Lankhorst was born in a Roman Catholic family. He attended a protestant-Christian special schools in Meppel and Deventer, and the Roman Catholic Geert Groote College in Deventer. He started to attended gymnasium but later went to the HBS. He graduated in 1966. He continued to study political science at the University of Amsterdam and befriended his colleague Hans Janmaat. Lankhorst graduated in 1974 on a thesis on the Third Way.
Lankhorst joined the Political Party Radicals and entered the Amsterdam city council. He was originally candidate-alderman for education, but Roel van Duijn took this position for the PPR. Lankhorst left the council in 1980. A month later he became civil servant for the municipal department for Youth and Education. After the 1981 election Lankhorst became MP for the PPR. He was spokesperson on housing, education, transport and water management and youth welfare. He was one of the first MPs to be openly homosexual during his term in parliament.

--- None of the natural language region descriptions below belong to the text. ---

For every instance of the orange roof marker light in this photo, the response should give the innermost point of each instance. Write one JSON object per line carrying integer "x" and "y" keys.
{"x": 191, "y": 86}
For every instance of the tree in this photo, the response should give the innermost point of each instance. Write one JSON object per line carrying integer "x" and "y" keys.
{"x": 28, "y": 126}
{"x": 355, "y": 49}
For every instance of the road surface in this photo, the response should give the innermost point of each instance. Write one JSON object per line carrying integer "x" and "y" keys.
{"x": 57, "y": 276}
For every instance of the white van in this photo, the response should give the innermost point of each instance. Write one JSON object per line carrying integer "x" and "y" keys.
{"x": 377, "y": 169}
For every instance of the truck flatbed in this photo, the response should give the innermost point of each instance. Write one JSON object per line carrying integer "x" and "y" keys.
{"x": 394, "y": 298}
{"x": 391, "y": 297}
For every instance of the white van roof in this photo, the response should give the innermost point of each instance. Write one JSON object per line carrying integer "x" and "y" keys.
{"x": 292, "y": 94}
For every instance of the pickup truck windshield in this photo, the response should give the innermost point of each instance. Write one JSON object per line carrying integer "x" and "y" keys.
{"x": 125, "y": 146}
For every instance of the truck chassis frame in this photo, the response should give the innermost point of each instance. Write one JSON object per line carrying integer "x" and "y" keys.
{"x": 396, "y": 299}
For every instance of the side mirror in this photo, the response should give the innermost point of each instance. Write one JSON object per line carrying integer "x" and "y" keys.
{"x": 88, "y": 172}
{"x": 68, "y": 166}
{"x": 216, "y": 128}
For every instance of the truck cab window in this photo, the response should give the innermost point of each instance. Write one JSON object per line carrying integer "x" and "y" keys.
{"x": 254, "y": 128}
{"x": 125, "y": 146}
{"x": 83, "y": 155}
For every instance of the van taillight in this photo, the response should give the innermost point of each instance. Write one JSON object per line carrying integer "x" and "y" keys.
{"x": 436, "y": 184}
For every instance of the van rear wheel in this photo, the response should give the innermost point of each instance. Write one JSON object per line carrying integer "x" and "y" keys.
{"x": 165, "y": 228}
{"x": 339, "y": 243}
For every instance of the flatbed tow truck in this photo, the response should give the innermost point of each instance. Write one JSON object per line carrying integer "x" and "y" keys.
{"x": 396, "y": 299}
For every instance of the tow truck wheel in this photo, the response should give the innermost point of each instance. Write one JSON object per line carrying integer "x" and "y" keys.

After the 1982 election his former friend Janmaat became MP for the far right Centre Party. Lankhorst tried to avoid Janmaat as far as possible. In 1989 Lankhorst initiated a law to oblige high schools to have a statute which lays down the rights of students. In 1993 it was adopted. In 1991 the PPR merged with the communist Communist Party of the Netherlands, the left-socialist Pacifist Socialist Party and the progressive-Christian Evangelical People's Party. Lankhorst continued his membership of the Tweede Kamer under the new formation. When Ria Beckers left the parliament in 1993 in order to make room for a new political leader, which would lead the party in the 1994 election, Lankhorst took over the position of chair of the parliamentary party ad interim. He would not stand for re-election in the 1994 election.
In 1994 Lankhorst became a Knight in the Order of the Dutch Lion. After leaving parliament Lankhorst became an alderman in the submunicipality Bos en Lommer in Amsterdam. He left the position 1998 to become an independent advisor on youth policy.